Richardson was also upbeat about the conference market picking up in Queenstown.

“The MICE sector has been depressed for some time, but if the price is right and there is easy access, Queenstown is a destination that is really likely to benefit from new air services from Australia,” he said.

“We are already seeing growth in sales-based incentives and this is a market that would be ideal for Queenstown.

“There is also a possibility that destinations such as Rotorua will benefit because with the new services to Hamilton announced, it makes it easier for groups to get to Rotorua, instead of having to go via Auckland,” he said.

Heritage Hotels chief operating officer – Jeff Shearer said new flights now meant every major New Zealand destination could now compete with Australian states in terms of price and value per delegate.

“The frequency, choice of carriers and competitive pricing opens up the chance for Australian businesses to consider us on a par with any interstate destination,” he said.

“Like the hotel industry, competition is healthy between airlines and Pacific Blue’s new services will provide another option ensuring the expansion of the trans-Tasman market.”

Virgin Blue CEO Brett Godfrey said the airline’s foray into Queenstown would mean it would be the first time a low-cost airline had operated internationally to the city and that meant a new level of affordability for travellers on an ongoing basis.

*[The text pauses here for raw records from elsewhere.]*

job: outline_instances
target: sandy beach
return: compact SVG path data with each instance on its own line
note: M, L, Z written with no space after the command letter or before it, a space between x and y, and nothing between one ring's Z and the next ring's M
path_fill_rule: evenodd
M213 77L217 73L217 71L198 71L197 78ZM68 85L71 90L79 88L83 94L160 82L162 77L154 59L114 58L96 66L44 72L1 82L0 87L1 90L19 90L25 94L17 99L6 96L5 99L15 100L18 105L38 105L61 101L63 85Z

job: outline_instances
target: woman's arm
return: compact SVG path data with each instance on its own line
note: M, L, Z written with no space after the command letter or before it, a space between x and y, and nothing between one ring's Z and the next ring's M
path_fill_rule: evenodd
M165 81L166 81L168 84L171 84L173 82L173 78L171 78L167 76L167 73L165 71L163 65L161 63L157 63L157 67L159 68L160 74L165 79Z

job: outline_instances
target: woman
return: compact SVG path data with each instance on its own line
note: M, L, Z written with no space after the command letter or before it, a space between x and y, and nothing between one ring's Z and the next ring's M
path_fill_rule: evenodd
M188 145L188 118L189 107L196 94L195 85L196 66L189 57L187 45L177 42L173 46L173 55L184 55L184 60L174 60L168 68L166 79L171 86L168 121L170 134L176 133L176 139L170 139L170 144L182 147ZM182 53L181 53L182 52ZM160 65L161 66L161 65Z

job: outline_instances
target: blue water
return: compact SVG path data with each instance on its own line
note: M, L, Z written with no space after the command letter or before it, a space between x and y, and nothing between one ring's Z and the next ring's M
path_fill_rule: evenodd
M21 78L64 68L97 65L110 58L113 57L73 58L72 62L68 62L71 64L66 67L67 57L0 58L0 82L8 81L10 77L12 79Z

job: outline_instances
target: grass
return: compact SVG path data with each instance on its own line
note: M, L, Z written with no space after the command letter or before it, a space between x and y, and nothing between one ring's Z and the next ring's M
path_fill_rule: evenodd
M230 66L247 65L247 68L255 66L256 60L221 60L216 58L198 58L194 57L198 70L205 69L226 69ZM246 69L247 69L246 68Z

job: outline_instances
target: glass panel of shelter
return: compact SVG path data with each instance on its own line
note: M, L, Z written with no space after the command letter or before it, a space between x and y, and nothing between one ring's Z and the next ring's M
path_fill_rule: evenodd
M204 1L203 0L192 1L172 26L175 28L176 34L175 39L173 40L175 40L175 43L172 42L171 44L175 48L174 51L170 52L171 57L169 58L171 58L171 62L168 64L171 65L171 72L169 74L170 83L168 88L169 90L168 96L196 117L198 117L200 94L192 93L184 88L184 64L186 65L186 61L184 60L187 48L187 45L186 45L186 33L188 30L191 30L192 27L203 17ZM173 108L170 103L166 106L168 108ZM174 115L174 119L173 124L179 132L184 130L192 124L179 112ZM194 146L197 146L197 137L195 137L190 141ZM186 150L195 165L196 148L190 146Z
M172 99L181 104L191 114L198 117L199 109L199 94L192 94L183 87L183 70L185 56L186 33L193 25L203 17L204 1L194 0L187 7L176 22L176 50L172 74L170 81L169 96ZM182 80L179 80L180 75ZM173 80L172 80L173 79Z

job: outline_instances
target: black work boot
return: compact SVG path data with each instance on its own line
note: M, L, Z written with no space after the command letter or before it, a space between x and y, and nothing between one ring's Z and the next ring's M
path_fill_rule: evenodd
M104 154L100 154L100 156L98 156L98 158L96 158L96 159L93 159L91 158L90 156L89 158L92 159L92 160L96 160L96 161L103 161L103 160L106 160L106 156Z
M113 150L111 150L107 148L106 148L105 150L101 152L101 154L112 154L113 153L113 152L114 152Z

“Travellers from both sides of ‘the ditch’ have made it clear they want the same access to low fares and the convenience of direct international flights that the people from the major cities often enjoy and our announcement today goes a long way to achieving that,” he said.

Godfrey said connecting flights would be available to Queenstown from Brisbane, Melbourne, Perth and Canberra; and to Dunedin from Melbourne, Sydney, Darwin and Perth.